Maar wie is in staat tot leren en hoe herkennen we bij elkaar dat vermogen tot
leren? Dat zijn prangende vragen die in elk tijdsgewricht spelen.
Aan het eind van zijn boekje somt Schuhmacher een aantal deugden op die als
richtsnoer van de mens zouden moeten dienen. Maar ook die zouden overigens niet
behoren te worden opgelegd maar op moeten wellen vanuit het innerlijke leven
van de mens zoals dat gestalte krijgt binnen een samenleving. In deze
kunstmatige tijd is men echter te gemakkelijk gaan denken dat je met een draai
aan de knop een verandering kunt bewerkstelligen. Er heeft een elektrificatie
van ons voorstellingsvermogen plaatsgevonden.
Schumacher noemt vier kardinale deugden.
De prudentia wijst ons op voorzichtigheid en bezonnenheid. Schuhmacher plaatst
bezonnenheid voor de goede bedoelingen omdat die op zich niet voldoende zijn.
Hier komt dus de raad van Confucius om de hoek kijken. Het geldt ook voor
andere deugden; zodra er een verabsoluteerd wordt, kwijnen de anderen weg.
Naast de prudentia zijn er de justitia ofwel de rechtvaardigheid en
rechtschapenheid, de fortitudo die ons zegt dat wij moedig dienen te zijn, en
de temperantia die ons wijst op de matigheid en de zelfbeheersing.
Wat moeten wij nu doen vragen mensen zich af. Schuhmacher zegt dat wij onze
innerlijke huishouding op orde moeten brengen en de leiding van dit werk is nog
steeds te vinden in de traditionele wijsheid van de mensheid.

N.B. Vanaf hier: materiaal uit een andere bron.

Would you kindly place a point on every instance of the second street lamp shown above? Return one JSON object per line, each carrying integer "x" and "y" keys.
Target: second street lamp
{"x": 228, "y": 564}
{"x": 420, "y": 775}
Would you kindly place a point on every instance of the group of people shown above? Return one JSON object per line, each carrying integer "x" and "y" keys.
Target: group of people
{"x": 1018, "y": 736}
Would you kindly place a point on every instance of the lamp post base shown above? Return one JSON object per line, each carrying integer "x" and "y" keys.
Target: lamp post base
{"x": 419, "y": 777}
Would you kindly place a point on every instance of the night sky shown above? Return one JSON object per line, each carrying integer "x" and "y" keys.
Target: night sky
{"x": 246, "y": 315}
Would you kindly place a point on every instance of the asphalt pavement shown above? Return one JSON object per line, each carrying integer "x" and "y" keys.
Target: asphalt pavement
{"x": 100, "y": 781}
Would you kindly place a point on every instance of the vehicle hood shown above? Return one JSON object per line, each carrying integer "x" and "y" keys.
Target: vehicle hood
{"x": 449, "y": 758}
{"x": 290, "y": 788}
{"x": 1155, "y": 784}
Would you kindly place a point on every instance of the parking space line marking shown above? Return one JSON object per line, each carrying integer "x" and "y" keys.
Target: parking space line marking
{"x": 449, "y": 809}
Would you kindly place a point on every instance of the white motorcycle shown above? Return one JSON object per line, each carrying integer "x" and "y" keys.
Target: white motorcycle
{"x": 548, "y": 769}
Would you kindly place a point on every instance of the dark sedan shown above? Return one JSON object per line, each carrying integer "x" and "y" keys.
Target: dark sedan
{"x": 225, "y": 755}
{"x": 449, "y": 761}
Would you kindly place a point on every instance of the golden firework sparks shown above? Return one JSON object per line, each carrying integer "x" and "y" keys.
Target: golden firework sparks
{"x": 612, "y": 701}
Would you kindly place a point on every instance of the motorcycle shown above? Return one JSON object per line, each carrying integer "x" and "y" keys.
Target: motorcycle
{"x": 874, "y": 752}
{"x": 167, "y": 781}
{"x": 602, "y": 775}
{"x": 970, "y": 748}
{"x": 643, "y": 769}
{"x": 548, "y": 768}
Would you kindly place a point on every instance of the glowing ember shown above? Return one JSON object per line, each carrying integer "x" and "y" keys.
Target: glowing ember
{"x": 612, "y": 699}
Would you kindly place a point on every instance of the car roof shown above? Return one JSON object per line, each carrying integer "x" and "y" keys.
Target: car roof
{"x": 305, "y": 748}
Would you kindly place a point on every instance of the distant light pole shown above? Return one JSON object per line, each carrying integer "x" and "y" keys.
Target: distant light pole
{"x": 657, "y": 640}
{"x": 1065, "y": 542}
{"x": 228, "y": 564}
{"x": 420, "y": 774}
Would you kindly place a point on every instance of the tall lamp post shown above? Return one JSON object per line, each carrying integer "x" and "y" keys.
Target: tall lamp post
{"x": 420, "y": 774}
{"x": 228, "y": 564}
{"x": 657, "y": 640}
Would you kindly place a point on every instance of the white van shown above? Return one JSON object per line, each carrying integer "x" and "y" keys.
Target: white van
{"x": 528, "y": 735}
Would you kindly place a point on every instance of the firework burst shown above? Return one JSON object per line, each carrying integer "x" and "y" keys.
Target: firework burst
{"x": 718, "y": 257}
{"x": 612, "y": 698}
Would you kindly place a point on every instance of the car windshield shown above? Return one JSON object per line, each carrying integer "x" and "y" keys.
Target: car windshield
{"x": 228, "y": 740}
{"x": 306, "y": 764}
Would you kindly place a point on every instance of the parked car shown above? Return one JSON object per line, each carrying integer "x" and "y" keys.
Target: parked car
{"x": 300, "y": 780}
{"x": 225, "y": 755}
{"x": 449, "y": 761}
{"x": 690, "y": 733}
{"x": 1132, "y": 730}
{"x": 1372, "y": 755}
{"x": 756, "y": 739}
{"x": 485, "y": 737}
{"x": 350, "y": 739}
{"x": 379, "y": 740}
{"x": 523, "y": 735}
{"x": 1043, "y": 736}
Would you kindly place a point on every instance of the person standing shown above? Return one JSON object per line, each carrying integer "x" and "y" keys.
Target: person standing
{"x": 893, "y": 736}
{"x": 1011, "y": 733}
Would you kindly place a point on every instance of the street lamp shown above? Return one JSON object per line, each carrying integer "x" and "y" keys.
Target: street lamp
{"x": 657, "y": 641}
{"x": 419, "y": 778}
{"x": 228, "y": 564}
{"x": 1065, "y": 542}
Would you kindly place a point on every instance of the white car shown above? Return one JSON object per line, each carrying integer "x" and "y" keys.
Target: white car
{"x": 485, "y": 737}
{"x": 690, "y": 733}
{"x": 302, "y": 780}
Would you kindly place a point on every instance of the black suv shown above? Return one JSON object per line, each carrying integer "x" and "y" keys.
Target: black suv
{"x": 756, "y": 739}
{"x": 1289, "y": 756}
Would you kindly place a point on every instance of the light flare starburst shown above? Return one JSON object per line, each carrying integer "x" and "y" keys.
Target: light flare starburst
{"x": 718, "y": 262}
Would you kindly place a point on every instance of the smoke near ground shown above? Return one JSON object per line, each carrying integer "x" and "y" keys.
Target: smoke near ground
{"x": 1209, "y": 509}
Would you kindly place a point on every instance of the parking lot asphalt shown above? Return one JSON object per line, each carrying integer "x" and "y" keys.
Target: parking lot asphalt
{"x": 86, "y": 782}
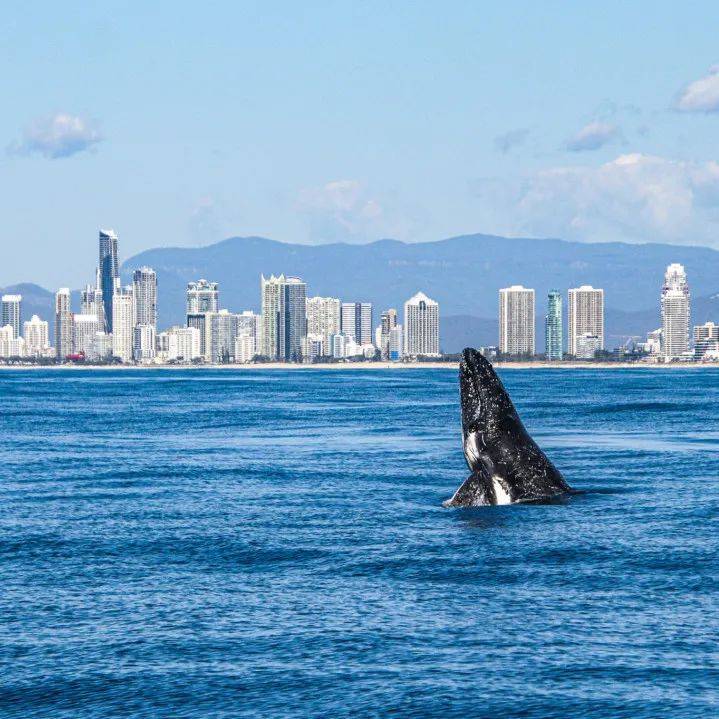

Kernvraag is en blijft hoe dit werk ondernomen kan worden
in deze overspannen tijd van vermeerdering belast als de mensen zijn door de
paradox van gelijkheid (het gelijke dat uitmondt in het ongelijke) en het
superieur eigene dat zich in de eerste plaats uit in een gebrek aan
onderzoekendheid. Volgens Schuhmacher hangt dit samen met negentiende eeuwse
ideeën die het begrip van de hiërarchische orde om iets te begrijpen ontkend
hebben. Gevolg hiervan is dat mensen zo langzamerhand geen zijnsniveaus of
graden van betekenis (en van begrip-o.e.) meer kunnen onderscheiden zodat de
mensen de mogelijkheid niet meer hebben om hun positie goed te bepalen. Wij
lijden aan een metafysische ziekte, een ziekte van de overtuigingen. Zoals ik
al zei, is achter het masker van de relativistische gelijkheid het staketsel
van het eigen gelijk opgetrokken. Velen van ons zijn misschien geen aanbiddende
wezens meer, maar vragende wezens evenmin. De verwesterde mens is zijn
uitdrukking geworden en tussen de wal en het schip geraakt.